Once your experiment has been running for a while, you’ll start seeing data collecting on the Results page as your users see variants. Here is a quick guide on how to:
- Interpret results
- Analyze funnels
- Segment and filter your results for deeper insights
- See how the test affected app engagement and retention
- Know when to stop an experiment
Below is a sample of results on the Overview tab. At a glance, you can see the number of participants, and how each variant performed for each goal.
The top table shows the experiment population, participants and participation rate.
An experiment’s population is the count of all users who could participate in this experiment.
An experiment’s participants is the number of users who actually participated in the experiment, that means they navigated to the part of the app where the experiment is and either saw the ‘original’ or one of the ‘variants’.
The participation rate is the ratio of participation/population.
Experiment results only consider the experiment participants, as they are the users in an experiment’s population who have actually seen one of the experiences being tested.
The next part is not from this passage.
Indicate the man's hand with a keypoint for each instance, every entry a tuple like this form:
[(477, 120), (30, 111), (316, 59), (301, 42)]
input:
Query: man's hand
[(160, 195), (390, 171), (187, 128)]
Results are organized as a series of goals. A goal is an event or sequence of events (called a funnel) that tell you about your users behavior. For example, Did they sign in? Did they add something to their cart and make a purchase? A great experiment will have goals that show the user behavior changes driven by the differences in experience between the experiment’s ‘original’ and the ‘variant’.
Adding a Goal¶
If you do not have any goals added to your experiment yet, add a goal by selecting the “Goals/Funnels” tab and clicking “Create Goal”. A goal is composed of events, either single event or a series of events combined into a funnel. An event can be an Apptimize event setup using our visual editor or API methods, or an imported event from other analytic platforms like Google Analytics, Amplitude, Flurry, Localytics, Mixpanel and Omniture. We highly recommend that teams write hypotheses that contain a primary goal before running each experiment. The hypotheses could be as simple as, “if successful, variant should increase goal metric by X% because Y”.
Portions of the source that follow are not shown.